Mais le plus difficile, en réalité, ce sont les desserts. Pas parce que j'ai du mal à m'en priver, mais parce que les autres ont du mal à ce que je m'en prive. Je les comprends, en même temps, c'est toujours très vexant de se tuer à cuisiner un gâteau et de voir un des invités qui n'en prend pas. Surtout quand cet invité c'est moi, et que j'ai quand même une réputation à défendre; si même Bibil ne prend pas de gâteau, mais où va le monde? Au restaurant, certains deviennent presque agressifs quand je déclare ne pas vouloir voir la carte des desserts; à plusieurs occasions on m'a forcé la main, parce qu'allez ce n'était quand même pas tous les jours, faisant sous-entendre l'incident diplomatique en cas contraire. A des réceptions, on me les met sous le nez, parce que je dois quand même goûter ça, et que ça a quand même l'air bon non, attends Bibil depuis quand tu refuses des macarons? Et je ne vous dis pas le scandale quand il s'agit d'un gouter ou d'un gâteau d'anniversaire. C'est un peu comme lorsque, dans un groupe d'amis fumeurs, une personne décide d'arrêter. "Tu es sûr?" "Même pas une petite?" "Bon on va tous fumer dehors, tu viens?" Remplacez ça par "allez, un petit bout de gâteau pour me faire plaisir, je l'ai cuisiné parce que je savais que tu venais". Et la réalité? C'est qu'en fait je réalise que je peux me passer des desserts. C'est drôle à cuisiner, ça présente bien, ça passe bien en photo, c'est convivial, on est curieux de voir ce que ça goute. Mais la plupart du temps je trouve ça trop sucré ou trop lourd, et je le mange quand même parce que c'est là. 
Au final, ce régime me permet de voir ce qui ne va pas dans mon quotidien: trop de sucre, beaucoup trop de sucre. Depuis que j'en mange moins, ma peau est en meilleure santé, je suis moins fatiguée, moins stressée, je dors mieux. De façon générale, je me sens mieux. 
Et puis bon, faire régime c'est à la mode, me dit-on.
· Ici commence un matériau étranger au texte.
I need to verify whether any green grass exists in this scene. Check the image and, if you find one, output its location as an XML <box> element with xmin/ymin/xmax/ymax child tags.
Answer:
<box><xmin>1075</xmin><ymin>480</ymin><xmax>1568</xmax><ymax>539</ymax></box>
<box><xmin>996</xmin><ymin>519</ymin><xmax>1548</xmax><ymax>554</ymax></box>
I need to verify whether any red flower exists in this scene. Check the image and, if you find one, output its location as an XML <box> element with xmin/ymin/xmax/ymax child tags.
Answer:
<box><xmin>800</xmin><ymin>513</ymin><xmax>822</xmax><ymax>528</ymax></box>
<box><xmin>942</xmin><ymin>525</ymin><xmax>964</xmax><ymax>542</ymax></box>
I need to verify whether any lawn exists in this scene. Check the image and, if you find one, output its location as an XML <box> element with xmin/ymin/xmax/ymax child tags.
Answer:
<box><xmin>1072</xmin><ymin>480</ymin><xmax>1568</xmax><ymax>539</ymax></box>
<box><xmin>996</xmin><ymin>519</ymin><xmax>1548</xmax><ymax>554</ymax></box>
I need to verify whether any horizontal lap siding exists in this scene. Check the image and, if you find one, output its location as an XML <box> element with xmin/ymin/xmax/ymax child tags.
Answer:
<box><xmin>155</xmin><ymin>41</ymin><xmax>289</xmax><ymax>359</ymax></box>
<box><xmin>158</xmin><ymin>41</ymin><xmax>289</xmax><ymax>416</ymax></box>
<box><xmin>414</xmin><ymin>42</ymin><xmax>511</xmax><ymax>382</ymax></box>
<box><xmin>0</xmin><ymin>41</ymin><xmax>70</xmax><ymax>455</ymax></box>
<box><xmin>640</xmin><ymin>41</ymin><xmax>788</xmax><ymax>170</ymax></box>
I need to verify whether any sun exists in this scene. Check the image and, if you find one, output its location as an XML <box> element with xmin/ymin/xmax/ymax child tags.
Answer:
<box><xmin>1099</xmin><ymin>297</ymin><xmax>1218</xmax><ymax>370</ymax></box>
Surtout si on veut faire des livres.

5 comments:

Anonymous said...

Et l'avantage de se priver des tas de desserts nazes, c'est qu'on peut se permettre le moelleux au chocolat et au caramel beurre salé de chez Picard ne fois de temps en temps.

Anonymous said...

Super, je peux t'inviter et ne pas stresser pour trouver un dessert que je n'ai pas encore testé avec toi.

Line said...

j'avoue que je serai bien du genre à insister pour que tu prennes un dessert ^^ ... perso je préfèrerais ne plus boire d'alcool du tout et continuer à manger des desserts lol (et là on voit tout de suite que c'est une femme enceinte qui parle lol)

Maman said...

Si des personne insistent pour que tu fasses un écart au régime, c'est parce qu'elles ne veulent pas être les seules à le faire..
Mange avec tes parents, je fais rarement des desserts. il suffit de résister à la Pater Dominicus

soph M said...

Belle tentative de Mamil pour essayer de garder son poussin au nid!